「タマシイの唄を歌おう」

中村ケンイチ

第1章

プロローグ



 滝沢は幼いころから幽霊がみえる。

 物心がついたころにはもうみえるようになっていて、それがこの世に存在しないものだと確信したのは小学校にあがる前。

 

 幽霊たちには様々な表情があった。

 物憂げに商店街を歩くサラリーマンの霊。

 横断歩道の真ん中でぼんやりと立ち尽くす女性の霊。

 母親を探すように当てもなく徘徊する幼児の霊。

 

 自分にだけみえている。

 そう確信したのは、いつの日か誰かに、おまえはおかしいと指摘されるようになってからだ。

 

「幽霊がみえるというのは、とても神秘的なことだと思うんだよ、勇者くん」


“墓守”はそう言った。


「はっきりしているのは、他人にはわからない事実が見えていることなんだ」


 真冬みたいな冷たい風が、彼女の黒髪をなびかせた。

 大きな鎌を肩にかつぎ、墓石の上に座りながら滝沢を見下ろした。


「他人には見えない何かが見える──それはこの世ではまだ存在を確認しきれない、未知という可能性との遭遇さ」


 墓守は夕日に広げた自分の両手をみつめていた。


「──とても素敵なことだと、少なくともボクはそうおもうがね」


 滝沢は驚いた。
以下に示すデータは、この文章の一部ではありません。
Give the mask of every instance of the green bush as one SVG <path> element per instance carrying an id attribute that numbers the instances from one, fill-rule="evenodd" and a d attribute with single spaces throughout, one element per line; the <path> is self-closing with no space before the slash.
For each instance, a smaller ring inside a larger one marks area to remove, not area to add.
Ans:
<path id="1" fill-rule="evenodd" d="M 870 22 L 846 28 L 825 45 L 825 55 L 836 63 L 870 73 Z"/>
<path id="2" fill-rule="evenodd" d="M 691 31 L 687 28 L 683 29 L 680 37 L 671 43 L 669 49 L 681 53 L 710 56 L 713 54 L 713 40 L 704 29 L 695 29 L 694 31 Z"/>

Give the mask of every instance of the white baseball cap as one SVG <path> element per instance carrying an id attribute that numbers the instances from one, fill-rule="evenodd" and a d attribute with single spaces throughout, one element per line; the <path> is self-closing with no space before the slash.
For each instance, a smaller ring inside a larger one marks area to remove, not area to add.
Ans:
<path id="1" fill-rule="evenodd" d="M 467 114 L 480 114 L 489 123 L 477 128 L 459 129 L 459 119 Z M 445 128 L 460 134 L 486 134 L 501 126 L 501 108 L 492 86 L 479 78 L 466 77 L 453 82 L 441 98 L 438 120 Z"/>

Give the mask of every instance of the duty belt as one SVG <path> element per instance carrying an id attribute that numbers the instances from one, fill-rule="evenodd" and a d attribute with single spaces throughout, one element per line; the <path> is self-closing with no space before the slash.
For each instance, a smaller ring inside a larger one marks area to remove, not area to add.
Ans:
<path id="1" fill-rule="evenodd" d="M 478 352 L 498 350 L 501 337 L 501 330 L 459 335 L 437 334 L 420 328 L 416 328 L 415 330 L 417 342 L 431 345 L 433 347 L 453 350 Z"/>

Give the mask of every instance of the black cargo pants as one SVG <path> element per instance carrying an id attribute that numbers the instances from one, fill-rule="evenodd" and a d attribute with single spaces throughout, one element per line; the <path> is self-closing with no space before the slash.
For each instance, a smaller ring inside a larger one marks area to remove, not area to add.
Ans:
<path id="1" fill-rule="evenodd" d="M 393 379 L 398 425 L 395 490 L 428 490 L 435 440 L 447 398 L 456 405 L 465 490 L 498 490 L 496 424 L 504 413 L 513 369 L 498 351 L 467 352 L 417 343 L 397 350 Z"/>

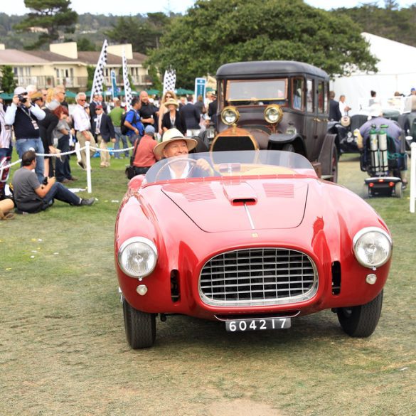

そんなこと、これまで考えたこともなかったからだ。

 たしかに、幽霊の存在を証明さえできれば、今の科学を覆すほどの大きな発見になるかもしれない。

 

 けれど、幽霊は所詮幽霊だ。

 彼らは死人でありながら、この世には存在しない。

 

 いつくかの幽霊に、助けを求められたこともあった。

 けれど手を差し伸べても、それは良い方向に向かうことなんて、一切なかった。

 それ以来、滝沢は心を閉ざすようになり、“見える能力”のことを周りに話すことをやめた。

 

「人は死んだらどこへ向かうのだろう」


 滝沢は墓守にそう問いかけた。

 夕焼けのコントラストに染まった彼女の横顔はどこか切なそうだった。

 

「無に還る──もしそれが普通であるなら、いま、この世を徘徊している彼らは何を、誰を望んでいるのだろうね」

 

 滝沢は答えられなかった。

 けれど分かることは一つだけあった。

 

 彼らは何かを待っている。

 

 

 これから話そうと思うのは、自分が死んでから、この世界に召喚された後の話だ──。